Compare Catalog – RBackup compares the last copy of the catalog it stored on the Server with its current copy to extract changes.
Extract Changes from Catalog – If the catalog has changed, the changes are extracted.
Prepare Catalog for Backup – The changes are prepared for backup exactly the same way files and objects are prepared. They are compressed, encrypted, and signed.
Store Catalog – The catalog changes are sent to the Server and stored.
Verify Catalog – The Endpoint and Server exchange metadata and signatures through secure tokens to validate the catalog changes were properly stored on the Server.
End of Backup Processes – At the end of the backup both the RBackup server and the Endpoint do some housekeeping tasks like flushing cache, updating databases, writing logs, closing and releasing ports. In addition, the Endpoint might run any command files that have been defined by the Service Provider.
Other things that might affect speed:
Throttling – RBackup has a function that throttles bandwidth. It is set to medium by default, but it can be turned way down or way up. This makes a huge difference in the speed of transmission, and not in the speed of file preparation.

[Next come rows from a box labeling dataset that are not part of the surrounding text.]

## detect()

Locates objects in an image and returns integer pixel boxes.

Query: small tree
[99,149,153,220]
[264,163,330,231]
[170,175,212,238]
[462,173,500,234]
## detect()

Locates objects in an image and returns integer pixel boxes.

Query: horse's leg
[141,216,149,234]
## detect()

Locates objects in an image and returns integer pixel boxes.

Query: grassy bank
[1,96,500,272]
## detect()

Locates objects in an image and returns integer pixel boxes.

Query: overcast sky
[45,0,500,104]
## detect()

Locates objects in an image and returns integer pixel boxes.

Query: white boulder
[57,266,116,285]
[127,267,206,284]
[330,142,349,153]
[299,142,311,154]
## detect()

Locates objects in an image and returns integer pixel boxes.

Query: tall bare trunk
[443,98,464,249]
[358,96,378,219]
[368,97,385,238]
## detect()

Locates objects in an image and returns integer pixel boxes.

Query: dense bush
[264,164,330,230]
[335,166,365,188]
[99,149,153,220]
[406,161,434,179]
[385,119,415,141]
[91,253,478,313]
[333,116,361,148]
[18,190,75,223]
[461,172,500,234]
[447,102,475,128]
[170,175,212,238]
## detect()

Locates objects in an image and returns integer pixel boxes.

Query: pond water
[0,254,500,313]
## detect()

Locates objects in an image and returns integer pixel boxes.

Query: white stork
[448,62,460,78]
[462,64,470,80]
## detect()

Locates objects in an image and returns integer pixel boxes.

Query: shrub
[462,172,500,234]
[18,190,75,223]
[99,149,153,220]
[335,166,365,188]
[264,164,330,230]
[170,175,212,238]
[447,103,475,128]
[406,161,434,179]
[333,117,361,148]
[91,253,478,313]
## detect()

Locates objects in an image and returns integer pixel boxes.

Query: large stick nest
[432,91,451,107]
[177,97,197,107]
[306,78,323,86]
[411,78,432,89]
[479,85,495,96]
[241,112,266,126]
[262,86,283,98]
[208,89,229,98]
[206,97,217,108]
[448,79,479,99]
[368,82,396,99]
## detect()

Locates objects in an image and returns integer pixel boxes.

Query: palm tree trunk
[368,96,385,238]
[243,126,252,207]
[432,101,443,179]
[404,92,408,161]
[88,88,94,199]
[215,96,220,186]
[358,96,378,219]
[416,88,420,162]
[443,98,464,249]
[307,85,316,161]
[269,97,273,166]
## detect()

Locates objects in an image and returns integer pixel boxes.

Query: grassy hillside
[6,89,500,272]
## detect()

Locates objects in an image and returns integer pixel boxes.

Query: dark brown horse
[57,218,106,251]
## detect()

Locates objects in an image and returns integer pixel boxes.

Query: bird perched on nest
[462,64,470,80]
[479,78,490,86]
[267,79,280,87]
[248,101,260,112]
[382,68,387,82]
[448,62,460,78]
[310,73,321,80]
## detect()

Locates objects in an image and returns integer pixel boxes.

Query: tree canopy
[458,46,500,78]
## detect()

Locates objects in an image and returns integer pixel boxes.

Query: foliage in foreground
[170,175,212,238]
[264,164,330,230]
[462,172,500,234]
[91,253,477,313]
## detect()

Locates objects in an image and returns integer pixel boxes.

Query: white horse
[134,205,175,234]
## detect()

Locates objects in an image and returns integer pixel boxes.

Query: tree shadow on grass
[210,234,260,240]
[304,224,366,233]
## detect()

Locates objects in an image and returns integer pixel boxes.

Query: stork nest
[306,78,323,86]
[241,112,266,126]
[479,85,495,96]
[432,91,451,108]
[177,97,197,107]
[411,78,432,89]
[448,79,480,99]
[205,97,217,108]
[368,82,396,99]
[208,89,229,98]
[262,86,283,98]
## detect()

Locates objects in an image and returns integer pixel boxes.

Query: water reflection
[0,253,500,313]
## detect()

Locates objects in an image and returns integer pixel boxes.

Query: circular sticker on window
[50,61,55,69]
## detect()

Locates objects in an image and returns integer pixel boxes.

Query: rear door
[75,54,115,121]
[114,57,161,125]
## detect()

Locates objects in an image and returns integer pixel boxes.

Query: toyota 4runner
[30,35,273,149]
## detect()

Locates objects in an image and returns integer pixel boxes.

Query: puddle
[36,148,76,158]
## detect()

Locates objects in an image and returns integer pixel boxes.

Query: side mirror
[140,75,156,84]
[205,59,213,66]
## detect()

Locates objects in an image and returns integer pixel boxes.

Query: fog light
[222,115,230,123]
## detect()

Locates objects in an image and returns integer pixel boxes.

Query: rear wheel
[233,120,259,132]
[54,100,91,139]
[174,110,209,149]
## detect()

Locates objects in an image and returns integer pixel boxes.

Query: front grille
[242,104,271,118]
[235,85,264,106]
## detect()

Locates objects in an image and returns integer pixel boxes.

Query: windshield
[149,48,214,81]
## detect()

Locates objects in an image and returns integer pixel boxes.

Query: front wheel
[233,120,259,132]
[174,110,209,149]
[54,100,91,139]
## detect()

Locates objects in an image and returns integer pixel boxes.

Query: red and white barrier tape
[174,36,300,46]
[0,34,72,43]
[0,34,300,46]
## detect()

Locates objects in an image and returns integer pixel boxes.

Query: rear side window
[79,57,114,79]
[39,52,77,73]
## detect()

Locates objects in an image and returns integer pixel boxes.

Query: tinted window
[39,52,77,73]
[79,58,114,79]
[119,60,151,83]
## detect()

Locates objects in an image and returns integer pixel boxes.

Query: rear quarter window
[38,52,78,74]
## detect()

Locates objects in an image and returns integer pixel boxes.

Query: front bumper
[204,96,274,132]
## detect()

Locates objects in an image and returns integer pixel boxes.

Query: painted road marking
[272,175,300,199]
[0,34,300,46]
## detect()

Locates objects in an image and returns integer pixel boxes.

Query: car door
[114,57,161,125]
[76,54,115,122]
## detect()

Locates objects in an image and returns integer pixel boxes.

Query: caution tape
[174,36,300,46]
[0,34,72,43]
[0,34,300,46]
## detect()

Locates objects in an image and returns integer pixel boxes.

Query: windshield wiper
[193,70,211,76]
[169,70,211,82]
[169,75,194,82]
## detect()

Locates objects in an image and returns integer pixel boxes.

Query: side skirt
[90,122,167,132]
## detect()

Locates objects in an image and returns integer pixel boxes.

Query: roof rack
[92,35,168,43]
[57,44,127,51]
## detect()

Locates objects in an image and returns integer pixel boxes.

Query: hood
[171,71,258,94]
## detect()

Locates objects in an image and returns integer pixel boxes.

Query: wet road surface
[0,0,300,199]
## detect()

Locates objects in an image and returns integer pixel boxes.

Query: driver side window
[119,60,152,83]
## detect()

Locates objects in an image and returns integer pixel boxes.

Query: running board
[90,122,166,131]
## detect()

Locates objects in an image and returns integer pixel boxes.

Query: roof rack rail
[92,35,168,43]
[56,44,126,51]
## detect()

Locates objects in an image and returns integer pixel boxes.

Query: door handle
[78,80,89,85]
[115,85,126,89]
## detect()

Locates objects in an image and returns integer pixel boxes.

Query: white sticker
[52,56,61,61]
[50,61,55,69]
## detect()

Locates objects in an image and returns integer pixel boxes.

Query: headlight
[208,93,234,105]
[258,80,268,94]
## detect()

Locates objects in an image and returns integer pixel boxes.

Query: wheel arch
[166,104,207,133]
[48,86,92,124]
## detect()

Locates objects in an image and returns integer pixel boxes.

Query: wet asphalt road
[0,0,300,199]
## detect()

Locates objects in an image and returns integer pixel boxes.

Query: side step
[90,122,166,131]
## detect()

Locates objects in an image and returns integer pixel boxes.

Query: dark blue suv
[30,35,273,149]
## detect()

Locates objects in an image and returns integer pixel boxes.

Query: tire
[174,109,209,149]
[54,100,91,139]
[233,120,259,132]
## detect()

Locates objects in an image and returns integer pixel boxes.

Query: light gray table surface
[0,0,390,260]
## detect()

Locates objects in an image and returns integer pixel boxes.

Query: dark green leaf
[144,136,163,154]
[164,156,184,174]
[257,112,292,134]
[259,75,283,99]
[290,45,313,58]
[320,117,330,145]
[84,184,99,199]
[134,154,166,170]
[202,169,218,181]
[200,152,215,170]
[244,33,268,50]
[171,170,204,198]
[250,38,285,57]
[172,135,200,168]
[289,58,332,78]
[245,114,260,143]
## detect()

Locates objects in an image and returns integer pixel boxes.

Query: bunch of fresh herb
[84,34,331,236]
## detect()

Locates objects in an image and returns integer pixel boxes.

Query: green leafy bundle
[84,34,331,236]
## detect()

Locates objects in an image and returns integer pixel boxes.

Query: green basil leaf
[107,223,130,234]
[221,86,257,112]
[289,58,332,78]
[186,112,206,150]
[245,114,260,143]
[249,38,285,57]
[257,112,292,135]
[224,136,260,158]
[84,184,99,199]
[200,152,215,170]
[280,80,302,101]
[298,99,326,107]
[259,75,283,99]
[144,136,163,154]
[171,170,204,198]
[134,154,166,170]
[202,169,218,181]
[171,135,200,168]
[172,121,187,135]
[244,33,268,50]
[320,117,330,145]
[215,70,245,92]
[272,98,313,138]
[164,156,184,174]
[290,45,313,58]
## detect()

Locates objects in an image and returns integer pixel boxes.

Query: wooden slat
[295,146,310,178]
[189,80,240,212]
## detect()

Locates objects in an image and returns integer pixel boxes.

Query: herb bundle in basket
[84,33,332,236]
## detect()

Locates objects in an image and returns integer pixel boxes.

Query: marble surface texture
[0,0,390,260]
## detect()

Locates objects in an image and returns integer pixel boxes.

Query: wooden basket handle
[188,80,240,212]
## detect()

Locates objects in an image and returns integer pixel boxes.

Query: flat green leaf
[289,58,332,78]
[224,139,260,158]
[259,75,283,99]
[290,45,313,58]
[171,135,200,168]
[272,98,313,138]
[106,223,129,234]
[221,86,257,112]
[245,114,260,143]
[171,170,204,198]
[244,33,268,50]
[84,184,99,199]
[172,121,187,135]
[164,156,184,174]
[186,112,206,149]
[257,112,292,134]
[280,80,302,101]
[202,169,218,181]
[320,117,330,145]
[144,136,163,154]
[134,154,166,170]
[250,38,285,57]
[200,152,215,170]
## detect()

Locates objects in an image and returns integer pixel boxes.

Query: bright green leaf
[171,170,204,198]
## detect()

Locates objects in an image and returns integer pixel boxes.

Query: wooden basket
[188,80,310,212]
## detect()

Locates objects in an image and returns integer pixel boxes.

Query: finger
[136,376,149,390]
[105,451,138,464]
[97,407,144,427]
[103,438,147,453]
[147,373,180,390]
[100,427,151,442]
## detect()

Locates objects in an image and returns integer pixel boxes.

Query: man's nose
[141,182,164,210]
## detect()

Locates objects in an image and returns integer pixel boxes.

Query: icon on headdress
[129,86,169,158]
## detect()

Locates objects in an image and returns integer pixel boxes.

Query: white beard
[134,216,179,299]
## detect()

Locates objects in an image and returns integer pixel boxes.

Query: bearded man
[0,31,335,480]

Priority – RBackup can be set to use High, Medium, or Low priority. This affects how much CPU time the backup process takes from other applications. It is set to Medium by default.
CPU speed – The speed of the CPU affects the file preparation process, starting with the Begin All Files Process phase.
Internet Speed – Of course Internet speed plays a large part in transmission speed. Sending files UP your Internet connection (backing them up) is usually far slower than downloading files (restoring them.) Most Internet Service Providers specify their speeds by advertising only the download speed, the fastest one. The remote-backup.com website has several articles and calculators to help predict transmission speeds.
File Size – Big files take a long time to back up. That’s just simple physics.
Number of files – RBackup needs about 1 second per file to handle overhead tasks like validating signatures and verifying that files have been correctly stored on the Server, and this can add a lot to the backup time. For example, if you are backing up 100,000 files, that’s 100,000 seconds or 1,666 minutes, or 28 hours – just in overhead time for file validation, not including the time needed to prepare and transmit the files.
If you made it through this article to the end, I hope you are convinced that backing up files is vastly different from copying files, and that doing proper backups is worth the time it takes.